I have two models, an SI (speaker independent) model, which is already trained, and an SD (speaker dependent) model (to be learned). At the beginning, they are the same. I want to adapt SI to a new speaker by minimizing CTC loss on SD data, starting from SI model. But since I do not want to overfit, I add a weighted KLD loss to the CTC, to prevent the adapted model to go too far from the SI model. The weighting factor is self.mu in the loss. The loss code looks like this:

import torch

from warp_ctc_pytorch import CTCLoss

from torch.nn import KLDivLoss as KLD

from torch.nn.functional import F

class CTC_KLD(nn.Module):

def **init**(self, mu):

super(CTC_KLD, self).**init**()

self.mu = mu

self.ctc_loss = CTCLoss(length_average = True)

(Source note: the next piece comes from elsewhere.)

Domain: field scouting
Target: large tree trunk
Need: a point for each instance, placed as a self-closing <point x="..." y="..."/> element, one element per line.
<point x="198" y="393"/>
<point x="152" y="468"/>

self.KLD = KLD(size_average = False)

def forward(self, SI_logits, SD_logits, SD_targets, SD_target_sizes, input_sizes, input_sizes_list):

SD_logits_ctc = torch.transpose(SD_logits, 0, 1).contiguous() # SD_logits_ctc size: T, N, D

CTC_loss = self.ctc_loss(SD_logits_ctc, SD_targets, input_sizes, SD_target_sizes).type(torch.cuda.FloatTensor) # ctc loss

```
SI_logits = rnn_utils.pack_padded_sequence(SI_logits, input_sizes_list, batch_first = True).data
SD_logits_KL = rnn_utils.pack_padded_sequence(SD_logits, input_sizes_list, batch_first = True).data
batch_size = SI_logits.size(0)
log_probs_SD = F.log_softmax(SD_logits_KL, dim = 1)
probs_SI = F.softmax(SI_logits, dim = 1)
KLD_loss = self.KLD(log_probs_SD, probs_SI) / batch_size
loss = (1.0 - self.mu) * CTC_loss + self.mu * KLD_loss
return loss
```

In the main script, for an input variable x of size N, T, D, which contains N sequences from the new speaker, it first goes through both SI and SD models, to obtain SD_logits and SI_logits, then I detach SI_logits from the graph using SI_logits = SI_logits.detach(), since the SI model should not be updated. It only provides the targets for the KLD loss. Then, I pass SI_logits and SD_logits through the loss function.

In the above loss code, if I wrote loss = CTC_loss, then the training works fine. But when I wrote loss = 1.0 * CTC_loss + 0.0 * KLD_loss (in which self.mu = 0), the result (measured by word error rate in speech recognition) becomes very different than simply writing loss = CTC_loss, but they should be the same loss function (with only CTC_loss). Anyone has any ideas why they differ a lot?